O tratamento instituído consistiu na administração de pulsos de
metilprednisolona (equivalente a 1 mg/kg/dia prednisolona) e ciclofosfamida
(1g/dia). As recomendações para o tratamento da granulomatose de Wegener
21
privilegiam o uso combinado de prednisolona (ou equivalente) e ciclofosfamida,
especialmente nos casos com compromisso vital, ou seja, elevação dos valores de
creatinina superiores a 2mg/dl, envolvimento pulmonar com hipoxemia,
atingimento do sistema nervoso central e perfuração/isquemia intestinal. As
doses recomendadas de são de 1,5-2 mg/kg/dia, sendo a leucopenia um efeito
colateral previsível.
Esta doente efectuou um esquema de ciclofosfamida 1g/dia devido ao
desenvolvimento de neutropenia iatrogénica, com necessidade de administração de
factores de crescimento.
Relativamente à corticoterapia, a dose recomendada é de 1mg/dia (com um máximo
de 60-80 mg) de prednisolona oral (ou equivalente), com o objectivo de reduzir
a inflamação até ao início da acção da ciclofosfamida (estimado em cerca de 7 a
14 dias). Vários esquemas têm sido utilizados, mas em geral o mais utilizado é
o uso inicial de doses elevadas durante 2 a 4 semanas. A redução poderá ser
iniciada com o início de melhoria clínica até um basal de 20 mg/dia, durante
cerca de 6 a 9 meses. O uso de metilprednisolona nos 3 primeiros dias poderá
estar indicado quando existe atingimento renal grave e respiratório como forma
de apresentação.
Novos estudos têm recomendado a substituição de ciclofosfamida por
metrotrexato. No tratamento inicial, o metotrexato pode ser usado em
monoterapia ou associado à corticoterapia em doentes sem compromisso orgânico
vital. No entanto, ainda está por demonstrar a eficácia a longo prazo deste
fármaco
22
.
Uma vez atingida a fase de remissão, estes doentes devem permanecer sob
vigilância, devendo estar sempre presente a possibilidade de recaída
23,24
.
O advento de novos imunossupressores como agentes biológicos (ex. infliximab)

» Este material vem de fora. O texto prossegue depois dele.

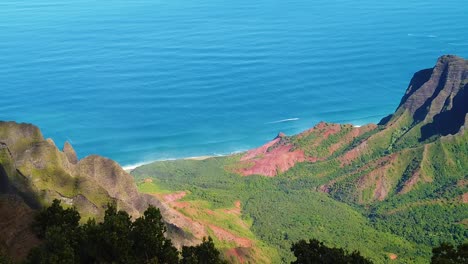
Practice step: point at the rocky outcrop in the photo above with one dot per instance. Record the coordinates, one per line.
(438, 97)
(276, 156)
(70, 153)
(33, 172)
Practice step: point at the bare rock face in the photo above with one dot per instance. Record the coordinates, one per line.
(70, 153)
(33, 172)
(438, 97)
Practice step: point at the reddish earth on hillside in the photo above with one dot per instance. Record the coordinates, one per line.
(271, 158)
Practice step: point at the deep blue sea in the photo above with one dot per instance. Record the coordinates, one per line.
(143, 80)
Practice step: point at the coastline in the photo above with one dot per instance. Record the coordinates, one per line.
(130, 168)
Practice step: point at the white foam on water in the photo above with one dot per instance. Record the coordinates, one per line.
(283, 120)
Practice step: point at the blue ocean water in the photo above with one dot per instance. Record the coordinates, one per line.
(141, 80)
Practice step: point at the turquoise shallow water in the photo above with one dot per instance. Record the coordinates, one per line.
(144, 80)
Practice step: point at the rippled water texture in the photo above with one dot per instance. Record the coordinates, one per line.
(147, 79)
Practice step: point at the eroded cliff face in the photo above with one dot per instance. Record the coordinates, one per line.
(438, 97)
(421, 141)
(33, 172)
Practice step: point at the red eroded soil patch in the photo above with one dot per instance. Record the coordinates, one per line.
(239, 254)
(225, 235)
(277, 160)
(411, 182)
(169, 198)
(236, 210)
(324, 129)
(349, 137)
(271, 158)
(465, 198)
(351, 155)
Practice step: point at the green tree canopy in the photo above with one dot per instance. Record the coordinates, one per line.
(448, 254)
(115, 240)
(315, 252)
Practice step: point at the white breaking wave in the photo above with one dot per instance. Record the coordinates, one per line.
(422, 35)
(458, 44)
(283, 120)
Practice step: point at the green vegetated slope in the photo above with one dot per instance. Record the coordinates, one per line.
(391, 191)
(280, 212)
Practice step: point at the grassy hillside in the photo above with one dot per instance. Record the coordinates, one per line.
(279, 210)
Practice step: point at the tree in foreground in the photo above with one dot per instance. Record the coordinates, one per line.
(115, 240)
(315, 252)
(205, 253)
(448, 254)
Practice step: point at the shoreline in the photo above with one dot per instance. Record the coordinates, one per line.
(130, 168)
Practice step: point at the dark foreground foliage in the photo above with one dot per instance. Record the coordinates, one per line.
(315, 252)
(115, 240)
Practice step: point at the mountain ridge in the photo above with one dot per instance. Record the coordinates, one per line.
(405, 169)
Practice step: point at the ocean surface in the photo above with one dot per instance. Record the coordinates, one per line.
(143, 80)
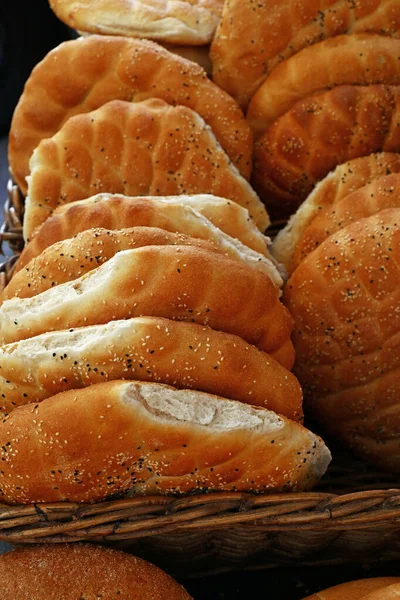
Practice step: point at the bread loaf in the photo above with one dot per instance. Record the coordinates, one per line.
(80, 75)
(358, 59)
(184, 355)
(143, 438)
(345, 179)
(178, 282)
(319, 133)
(382, 193)
(174, 213)
(345, 297)
(252, 37)
(66, 260)
(71, 571)
(182, 22)
(142, 148)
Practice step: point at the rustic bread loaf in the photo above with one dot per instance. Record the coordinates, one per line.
(180, 21)
(71, 571)
(252, 37)
(178, 282)
(319, 133)
(172, 213)
(358, 59)
(80, 75)
(142, 148)
(184, 355)
(382, 193)
(345, 179)
(145, 438)
(345, 297)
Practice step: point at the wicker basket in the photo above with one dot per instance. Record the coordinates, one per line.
(352, 516)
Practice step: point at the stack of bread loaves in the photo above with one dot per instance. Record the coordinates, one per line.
(145, 347)
(321, 85)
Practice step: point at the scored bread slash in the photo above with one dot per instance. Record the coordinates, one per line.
(140, 438)
(185, 355)
(142, 148)
(81, 75)
(178, 282)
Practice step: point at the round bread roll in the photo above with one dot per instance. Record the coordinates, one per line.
(358, 59)
(184, 355)
(145, 438)
(172, 213)
(72, 571)
(180, 22)
(72, 258)
(177, 282)
(382, 193)
(142, 148)
(81, 75)
(344, 180)
(317, 134)
(253, 37)
(345, 297)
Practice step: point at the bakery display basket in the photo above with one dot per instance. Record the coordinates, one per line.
(353, 515)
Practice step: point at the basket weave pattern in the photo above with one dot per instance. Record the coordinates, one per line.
(353, 515)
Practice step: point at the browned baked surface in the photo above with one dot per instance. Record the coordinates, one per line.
(318, 134)
(344, 180)
(72, 571)
(80, 75)
(180, 21)
(142, 148)
(146, 438)
(252, 37)
(359, 59)
(345, 300)
(184, 283)
(169, 213)
(184, 355)
(355, 590)
(382, 193)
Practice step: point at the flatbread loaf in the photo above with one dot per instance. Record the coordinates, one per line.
(83, 74)
(142, 148)
(143, 438)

parecem promissores no tratamento de vasculites, estando ainda por comprovar a
sua eficácia e segurança
22
.
Este caso demonstra, pela gravidade e morbilidade que acarretou, que, ao
contrário do que está descrito na literatura, a forma limitada da GW pode ter
uma evolução mais agressiva do que a esperada.